According to a recent report in News 24, a former OR Tambo District Municipality project accountant who defrauded the municipality out of R9.8 million (approximately N258.2million) was recently sentenced to 15 years in jail.
She was the authorised officer responsible for processing claims from service providers and effecting payments to their bank accounts.
Money was transferred to companies belonging to her former boyfriend and sister even though no services were rendered by said businesses.
Another News 24 report details how nine people who allegedly defrauded the City of Tshwane out of R53m (N1.3billion) in December 2019 when the city’s servers were allegedly hacked, were finally arrested by the Hawks in March 2021.
Cases like these have become all too common, an indication of the troubling severity of the problem. Last year the City Press reported that in 2020 alone more than 100 people, many of whom in the employ of provincial and municipal government at the time, were arrested for their involvement in various fraud and corruption scandals.
Worryingly for the private sector, the global Cyber Exposure Index ranks SA sixth on its list of most-targeted countries for cyberattacks, with the highest concentration of exposed businesses.
At a broad level, rampant fraud and corruption signify a financial crisis for the country’s local and municipal government. National Treasury has described the problem as ‘a serious financial risk’, while South Africa’s Auditor General put the losses to fraud in the 2018/2019 financial year at a staggering R32 billion.
While figures in the billions are almost unfathomable, the grim reality is that the poorest and most vulnerable in our society are affected most by the misuse of public funds.
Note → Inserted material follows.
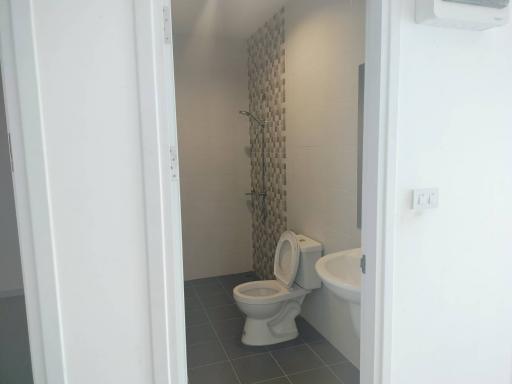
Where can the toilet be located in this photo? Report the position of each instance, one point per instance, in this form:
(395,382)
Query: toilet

It prevents basic services in communities and renders the provision of new infrastructure nearly impossible. Successful municipalities are essential for the country’s success, which is why every tool at our disposal should be used to address the problem.
A common thread in cases of fraud is the human element which very often involves irregular payments to bad actors posing as service providers.
By strengthening payment protocols, municipalities, and indeed any business vulnerable to fraud, can make it much harder for nefarious individuals to interfere with supplier data, verification processes, and other payment details.
By way example, eftsure’s platform provides organisations with the ability to digitise and automate the verification of payees and eft payment data, on a continuous basis through our KYP technology.
The technology required to protect organisations against fraud and error made through incorrect, fraudulently changed, or maliciously altered payee information is readily available and should be used to ensure businesses and municipalities beat corruption so that they can thrive – for the benefit of all South Africans.